Chromosome-scale Scaffolds Research Articles

Atriplex hortensis (2n = 2x = 18, 1C genome size ∼1.1 gigabases), also known as garden orach and mountain-spinach, is a highly nutritious, broadleaf annual of the Amaranthaceae-Chenopodiaceae alliance (Chenopodiaceae sensu stricto, subfam. Chenopodioideae) that has spread in cultivation from its native primary domestication area in Eurasia to other temperate and subtropical regions worldwide. Atriplex L. is a highly complex but, as understood now, a monophyletic group of mainly halophytic and/or xerophytic plants, of which A. hortensis has been a vegetable of minor importance in some areas of Eurasia (from Central Asia to the Mediterranean) at least since antiquity. Nonetheless, it is a crop with tremendous nutritional potential due primarily to its exceptional leaf and seed protein quantities (approaching 30%) and quality (high levels of lysine). Although there is some literature describing the taxonomy and production of A. hortensis, there is a general lack of genetic and genomic data that would otherwise help elucidate the genetic variation, phylogenetic positioning, and future potential of the species. Here, we report the assembly of the first high-quality, chromosome-scale reference genome for A. hortensis cv. “Golden.” Long-read data from Oxford Nanopore’s MinION DNA sequencer was assembled with the program Canu and polished with Illumina short reads. Contigs were scaffolded to chromosome scale using chromatin-proximity maps (Hi-C) yielding a final assembly containing 1,325 scaffolds with a N50 of 98.9 Mb – with 94.7% of the assembly represented in the nine largest, chromosome-scale scaffolds. Sixty-six percent of the genome was classified as highly repetitive DNA, with the most common repetitive elements being Gypsy-(32%) and Copia-like (11%) long-terminal repeats. The annotation was completed using MAKER which identified 37,083 gene models and 2,555 tRNA genes.
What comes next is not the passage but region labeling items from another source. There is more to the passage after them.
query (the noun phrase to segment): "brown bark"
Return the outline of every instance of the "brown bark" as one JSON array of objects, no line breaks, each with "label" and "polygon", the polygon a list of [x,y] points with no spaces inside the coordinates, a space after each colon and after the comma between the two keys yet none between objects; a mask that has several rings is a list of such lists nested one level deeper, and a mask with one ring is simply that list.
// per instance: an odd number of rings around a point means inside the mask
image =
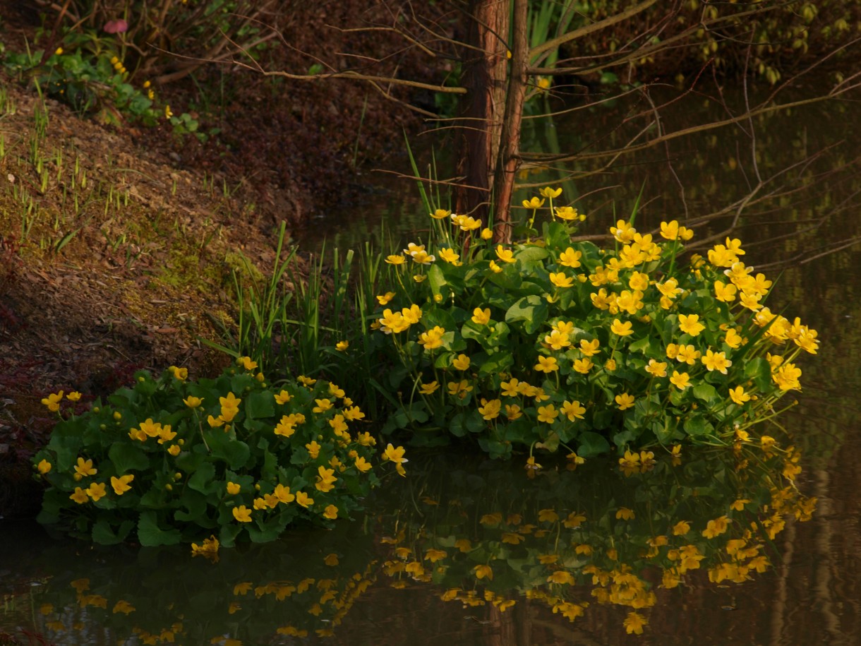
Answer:
[{"label": "brown bark", "polygon": [[[457,213],[487,221],[505,104],[508,0],[470,0],[466,16]],[[470,187],[470,188],[466,188]]]},{"label": "brown bark", "polygon": [[508,78],[508,96],[502,122],[499,158],[493,180],[493,239],[511,240],[511,196],[515,174],[520,163],[520,126],[526,98],[529,67],[528,28],[529,0],[514,0],[511,15],[511,70]]}]

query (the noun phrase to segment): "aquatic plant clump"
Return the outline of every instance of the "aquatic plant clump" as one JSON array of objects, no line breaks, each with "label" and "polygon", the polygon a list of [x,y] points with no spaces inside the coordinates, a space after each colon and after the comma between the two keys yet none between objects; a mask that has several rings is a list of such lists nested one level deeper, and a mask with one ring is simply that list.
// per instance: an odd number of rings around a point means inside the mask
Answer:
[{"label": "aquatic plant clump", "polygon": [[[404,475],[404,450],[378,456],[336,384],[300,376],[273,388],[247,357],[238,365],[197,382],[182,368],[140,371],[108,403],[61,419],[34,458],[48,485],[39,521],[108,544],[265,542],[360,508],[381,461]],[[64,393],[43,403],[60,413]]]},{"label": "aquatic plant clump", "polygon": [[523,202],[534,221],[550,200],[542,235],[493,245],[477,221],[437,209],[430,248],[387,258],[375,326],[400,364],[388,430],[419,444],[475,437],[495,457],[725,444],[800,389],[795,362],[816,352],[816,332],[764,307],[771,281],[739,239],[686,258],[692,231],[673,221],[642,234],[632,217],[602,249],[572,240],[582,216],[554,208],[560,193]]}]

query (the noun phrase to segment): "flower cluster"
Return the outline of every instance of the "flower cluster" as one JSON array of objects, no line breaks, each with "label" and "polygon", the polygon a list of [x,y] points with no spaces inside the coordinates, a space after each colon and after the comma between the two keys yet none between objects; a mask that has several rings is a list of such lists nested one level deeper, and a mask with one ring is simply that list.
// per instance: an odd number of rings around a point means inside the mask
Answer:
[{"label": "flower cluster", "polygon": [[662,222],[655,237],[620,220],[615,248],[572,242],[580,215],[554,207],[559,195],[542,191],[553,221],[525,242],[493,245],[437,209],[430,251],[389,256],[373,326],[406,395],[389,429],[474,434],[494,457],[518,444],[588,456],[727,441],[801,388],[795,360],[816,352],[816,332],[763,306],[771,282],[739,239],[684,260],[691,229]]},{"label": "flower cluster", "polygon": [[[357,509],[379,482],[364,413],[334,383],[302,376],[272,388],[253,361],[238,363],[199,382],[174,366],[158,379],[139,372],[108,404],[61,419],[34,461],[48,484],[40,520],[97,543],[136,533],[169,544],[215,530],[232,545]],[[62,396],[44,403],[59,410]],[[403,448],[389,444],[381,460],[406,473]]]}]

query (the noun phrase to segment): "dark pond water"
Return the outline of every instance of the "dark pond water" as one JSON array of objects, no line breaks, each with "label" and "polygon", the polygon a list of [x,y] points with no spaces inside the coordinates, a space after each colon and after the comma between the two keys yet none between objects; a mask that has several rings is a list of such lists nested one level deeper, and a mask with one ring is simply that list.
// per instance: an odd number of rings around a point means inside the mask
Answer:
[{"label": "dark pond water", "polygon": [[[685,102],[667,116],[674,127],[709,109],[702,96]],[[859,116],[854,104],[831,103],[763,118],[760,175],[846,139]],[[564,150],[595,136],[578,134],[577,123],[536,127],[531,145]],[[753,204],[741,233],[750,264],[794,258],[770,305],[821,339],[802,365],[800,403],[781,419],[791,440],[779,450],[685,450],[680,463],[656,456],[629,474],[610,458],[573,472],[548,464],[531,480],[520,463],[429,457],[387,483],[366,516],[222,550],[218,562],[186,549],[91,548],[0,520],[0,634],[56,644],[857,643],[861,247],[807,260],[858,234],[859,143],[787,171],[808,188]],[[583,196],[596,229],[612,205],[590,191],[617,186],[624,214],[644,182],[642,217],[681,220],[686,209],[694,218],[746,192],[752,155],[740,129],[706,133],[617,174],[573,180],[567,195]],[[549,182],[562,170],[529,178]],[[370,210],[387,212],[392,229],[424,226],[414,219],[424,210],[403,195],[381,193]],[[375,226],[344,227],[341,245]],[[640,617],[643,634],[629,635],[626,622]]]}]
Completeness of the genome, assessed using the Benchmarking Universal Single Copy Orthologs (BUSCO) metric, identified 97.5% of the conserved orthologs as complete, with only 2.2% being duplicated, reflecting the diploid nature of A. hortensis. A resequencing panel of 21 wild, unimproved and cultivated A. hortensis accessions revealed three distinct populations with little variation within subpopulations. These resources provide vital information to better understand A. hortensis and facilitate future study.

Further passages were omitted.